When you dig in and read the whole story and get to some of the meatier details, this isn’t just an Epic problem. Maybe they should have told the customer to pull the plug on go live and didn’t, or they customer didn’t listen, but in any case, this is a huge anomaly and it’s silly to think that something like this is entirely the vendors fault.
Plus, if they are going to lose track of the fact that a surgeon can’t be in training at the same time they are operating on a patient and feel surprised by an unexpected revenue impact, then that might be an indicator worth noting.

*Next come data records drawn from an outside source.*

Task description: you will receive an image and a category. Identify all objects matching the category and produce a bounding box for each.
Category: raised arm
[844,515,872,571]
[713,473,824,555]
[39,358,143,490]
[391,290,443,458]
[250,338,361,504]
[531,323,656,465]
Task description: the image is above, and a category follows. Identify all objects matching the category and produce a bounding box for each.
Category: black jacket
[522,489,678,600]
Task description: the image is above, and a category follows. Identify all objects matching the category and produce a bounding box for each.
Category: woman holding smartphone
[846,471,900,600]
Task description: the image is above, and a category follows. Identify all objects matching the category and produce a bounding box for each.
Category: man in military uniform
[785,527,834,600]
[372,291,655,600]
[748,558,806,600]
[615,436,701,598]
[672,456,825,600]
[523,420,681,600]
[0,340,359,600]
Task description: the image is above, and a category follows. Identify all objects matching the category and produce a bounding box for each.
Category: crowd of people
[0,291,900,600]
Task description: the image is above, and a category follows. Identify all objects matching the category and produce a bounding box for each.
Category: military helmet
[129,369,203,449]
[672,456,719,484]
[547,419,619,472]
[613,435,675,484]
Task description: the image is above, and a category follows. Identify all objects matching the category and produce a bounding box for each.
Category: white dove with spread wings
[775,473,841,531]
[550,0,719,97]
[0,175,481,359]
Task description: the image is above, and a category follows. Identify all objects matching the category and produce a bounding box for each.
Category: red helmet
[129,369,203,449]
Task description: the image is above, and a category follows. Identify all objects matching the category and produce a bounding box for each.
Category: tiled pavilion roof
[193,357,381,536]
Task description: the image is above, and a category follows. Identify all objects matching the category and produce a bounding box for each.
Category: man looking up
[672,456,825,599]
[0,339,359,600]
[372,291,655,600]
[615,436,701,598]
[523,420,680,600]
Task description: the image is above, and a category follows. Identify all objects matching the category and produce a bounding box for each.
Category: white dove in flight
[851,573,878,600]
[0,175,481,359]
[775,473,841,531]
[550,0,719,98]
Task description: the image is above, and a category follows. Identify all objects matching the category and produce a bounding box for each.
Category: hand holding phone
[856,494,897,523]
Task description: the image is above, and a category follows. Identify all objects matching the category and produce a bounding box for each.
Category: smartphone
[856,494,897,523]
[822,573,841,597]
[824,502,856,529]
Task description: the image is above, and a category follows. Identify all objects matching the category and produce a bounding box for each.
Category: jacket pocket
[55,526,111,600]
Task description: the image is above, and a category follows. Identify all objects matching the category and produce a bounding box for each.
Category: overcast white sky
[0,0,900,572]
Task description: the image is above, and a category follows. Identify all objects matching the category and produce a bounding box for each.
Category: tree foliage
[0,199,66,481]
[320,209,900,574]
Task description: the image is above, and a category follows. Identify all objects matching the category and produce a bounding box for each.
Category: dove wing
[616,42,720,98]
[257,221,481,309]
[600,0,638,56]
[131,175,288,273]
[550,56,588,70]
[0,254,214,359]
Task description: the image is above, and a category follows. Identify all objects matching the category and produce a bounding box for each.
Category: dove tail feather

Never mind the fact that WFB also spent $80 to replace an old hospital with a new one (and add office space and outpatient clinics) and $100M to build a 250K sqft biotech research center. The rush to judgement and blame HIT (Epic in particular) is laughable. It’s a factor, yes, but hardly the deciding one. Many health systems made decisions over 5-7 years ago to start construction on new beds, research space, etc… under the old fee for service rules. They viewed having capacity and the ability to attract researchers/grant dollars as key to their success. Now that the rules are changing, they still have that fixed cost and are stuck in the middle of transitioning from volume to value as well as facing steep NIH cuts. Everyone (the government, private payers, patients) are conspiring to reduce utilization and while that may be the absolute right thing for our nation, it’s lost revenue to health systems. It’s somewhat facetious to blame Epic and uniformed to blame HIT in general as the larger economic pressures hitting providers would have put them in the same spot whether they implemented Epic, Cerner, etc… or nothing at all.